Some scenes are rearranged, few key developments in the story are explained using title cards and also we see the addition of the unspoken romance between Ip Man (Tony Leung) and Gong Er (Zhang Ziyi). The resulting film is so poignant that it deserves to be as highly regarded as some of Wong’s earlier masterworks such as In the Mood for Love and 2046, which also carried some of the themes that are seen in The Grandmaster. The visuals are breathtakingly gorgeous and I was so mesmerized by them that I paused some scenes for a while to fully appreciate their beauty. The fights sequences are stylish and aesthetically pleasing.
Given that the film covers Ip Man’s life from the 1930s to the 1950s, and as if to convey to the audience that these were the “Golden” eras, Wong makes every frame look as if it’s dipped in gold. Be it a high-class brothel or a nearly empty train station, Wong puts his characters in lush and ornate settings for the most part and dresses them in fine vintage attire. There is one scene towards the end where Tony Leung appears in a suit and a tie, and it instantly reminded me of his character from In the Mood for Love – a writer of martial arts stories – and I wondered if those stories looked like this film.
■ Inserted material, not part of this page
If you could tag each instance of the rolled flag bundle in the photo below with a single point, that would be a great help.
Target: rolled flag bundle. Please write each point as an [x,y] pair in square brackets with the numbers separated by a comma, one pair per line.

Those looking for a full on martial arts film – like the other Ip Man films that have come out – will be hugely disappointed. This is as much a poetic existential drama as it is a martial arts film. There is an equal priority given to both. There are ample doses of love, yearning, and introspection. And it is as much a story about Gong Er as it is about Ip Man. Without her story, Ip Man’s story would feel incomplete. (I think she is a fictional character created by Wong to add dramatic weight.) And just like many Wong Kar-wai protagonists, Ip Man is also a character who spent most of his life in solitude despite having a family in the beginning of his life.
This time French cinematographer Philippe Le Sourd, who had worked on Ridley Scott’s A Good Year prior to this, replaced Wong’s usual collaborator Christopher Doyle. His work on this film combines the best of legendary cinematographers Conrad Hall and Roger Deakins. The use of different frame rates in some portions lends the film a surreal quality at times. I felt the influence of Ennio Morricone’s score from Cinema Paradiso in the background score.